Бедный Ротшильд снял с гвоздя коромысло, поддел ведра, перекинул через плечо и зашагал к реке.
Вилия, как и время, спокойно текла в вечность, и ее струи переливались в сумерках расплавленным серебром.
Где-то над лесом жалобно прокричала заблудившаяся птица, и Бедный Ротшильд взглядом благословил ее полет.
Ицик зачерпнул полные ведра воды, поправил сползавшее коромысло, но не повернул ни к родной хате, где просвиристело его безмятежное детство и пролетела юность; ни к деревянной баньке, где со сменным бельем его ждали немцы, измотанные треклятыми литовскими дорогами, а вошел с полными ведрами в реку, в ее тихий и загадочный поток.

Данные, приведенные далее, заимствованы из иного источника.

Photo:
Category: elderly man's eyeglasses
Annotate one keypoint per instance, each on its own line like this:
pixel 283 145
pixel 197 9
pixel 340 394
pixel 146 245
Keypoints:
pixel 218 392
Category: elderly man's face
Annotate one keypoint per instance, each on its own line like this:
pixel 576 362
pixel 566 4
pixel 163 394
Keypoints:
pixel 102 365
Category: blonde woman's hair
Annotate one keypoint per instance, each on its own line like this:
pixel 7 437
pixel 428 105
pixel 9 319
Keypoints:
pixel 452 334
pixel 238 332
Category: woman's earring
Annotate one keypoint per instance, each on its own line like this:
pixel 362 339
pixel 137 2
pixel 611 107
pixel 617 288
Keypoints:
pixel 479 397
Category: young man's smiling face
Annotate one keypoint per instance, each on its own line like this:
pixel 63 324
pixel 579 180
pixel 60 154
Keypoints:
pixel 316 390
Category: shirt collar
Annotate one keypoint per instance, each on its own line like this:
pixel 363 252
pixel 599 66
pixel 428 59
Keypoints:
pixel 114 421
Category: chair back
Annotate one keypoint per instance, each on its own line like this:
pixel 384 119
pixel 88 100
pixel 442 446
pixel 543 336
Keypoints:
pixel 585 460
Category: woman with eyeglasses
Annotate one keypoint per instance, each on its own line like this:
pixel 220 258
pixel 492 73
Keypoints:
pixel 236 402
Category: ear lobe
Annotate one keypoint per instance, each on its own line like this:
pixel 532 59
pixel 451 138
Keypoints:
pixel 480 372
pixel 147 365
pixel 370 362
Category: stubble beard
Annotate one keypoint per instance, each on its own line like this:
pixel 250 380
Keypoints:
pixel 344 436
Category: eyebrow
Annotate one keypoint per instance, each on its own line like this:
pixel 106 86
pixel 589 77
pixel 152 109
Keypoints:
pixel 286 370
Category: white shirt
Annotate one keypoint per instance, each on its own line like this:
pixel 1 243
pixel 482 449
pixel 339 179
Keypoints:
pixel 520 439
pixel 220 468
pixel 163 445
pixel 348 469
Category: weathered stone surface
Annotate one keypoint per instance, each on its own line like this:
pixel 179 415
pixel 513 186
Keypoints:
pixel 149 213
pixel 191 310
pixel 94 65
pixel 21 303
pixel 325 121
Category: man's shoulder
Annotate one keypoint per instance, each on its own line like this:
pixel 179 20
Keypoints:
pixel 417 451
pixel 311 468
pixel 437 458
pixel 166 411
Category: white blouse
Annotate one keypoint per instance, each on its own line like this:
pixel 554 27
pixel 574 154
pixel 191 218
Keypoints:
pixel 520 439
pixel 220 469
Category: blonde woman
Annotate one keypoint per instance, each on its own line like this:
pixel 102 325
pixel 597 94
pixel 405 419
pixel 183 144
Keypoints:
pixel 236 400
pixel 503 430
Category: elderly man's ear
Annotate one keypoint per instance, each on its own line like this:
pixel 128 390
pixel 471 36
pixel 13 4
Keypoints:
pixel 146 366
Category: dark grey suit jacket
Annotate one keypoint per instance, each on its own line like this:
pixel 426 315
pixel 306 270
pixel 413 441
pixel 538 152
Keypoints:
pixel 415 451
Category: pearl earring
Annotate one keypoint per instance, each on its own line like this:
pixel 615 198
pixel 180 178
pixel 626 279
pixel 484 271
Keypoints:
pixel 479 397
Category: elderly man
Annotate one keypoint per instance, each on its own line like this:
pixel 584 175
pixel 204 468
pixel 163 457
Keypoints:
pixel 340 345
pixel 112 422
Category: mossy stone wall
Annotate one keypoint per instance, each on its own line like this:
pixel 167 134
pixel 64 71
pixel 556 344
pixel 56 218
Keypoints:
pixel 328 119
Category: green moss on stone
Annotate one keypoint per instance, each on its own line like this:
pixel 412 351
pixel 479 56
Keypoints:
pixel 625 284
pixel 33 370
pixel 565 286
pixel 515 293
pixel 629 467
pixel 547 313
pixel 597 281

Он входил в нее все глубже и глубже, не сбрасывая с плеч коромысла и медленно приближаясь к стремнине,
пока любезный сердцу звездный небосвод-родственник во всю ширь не распластался над ним;
пока не сомкнулись над ним переливающиеся расплавленным серебром воды-родственники;
пока заблудшая птица-родственница не накрыла его своими черными неистовыми крыльями и трижды в сумерках жалобно не прокричала:
– Бедный Ротшильд! Бедный Ротшильд! Бедный Ротшильд!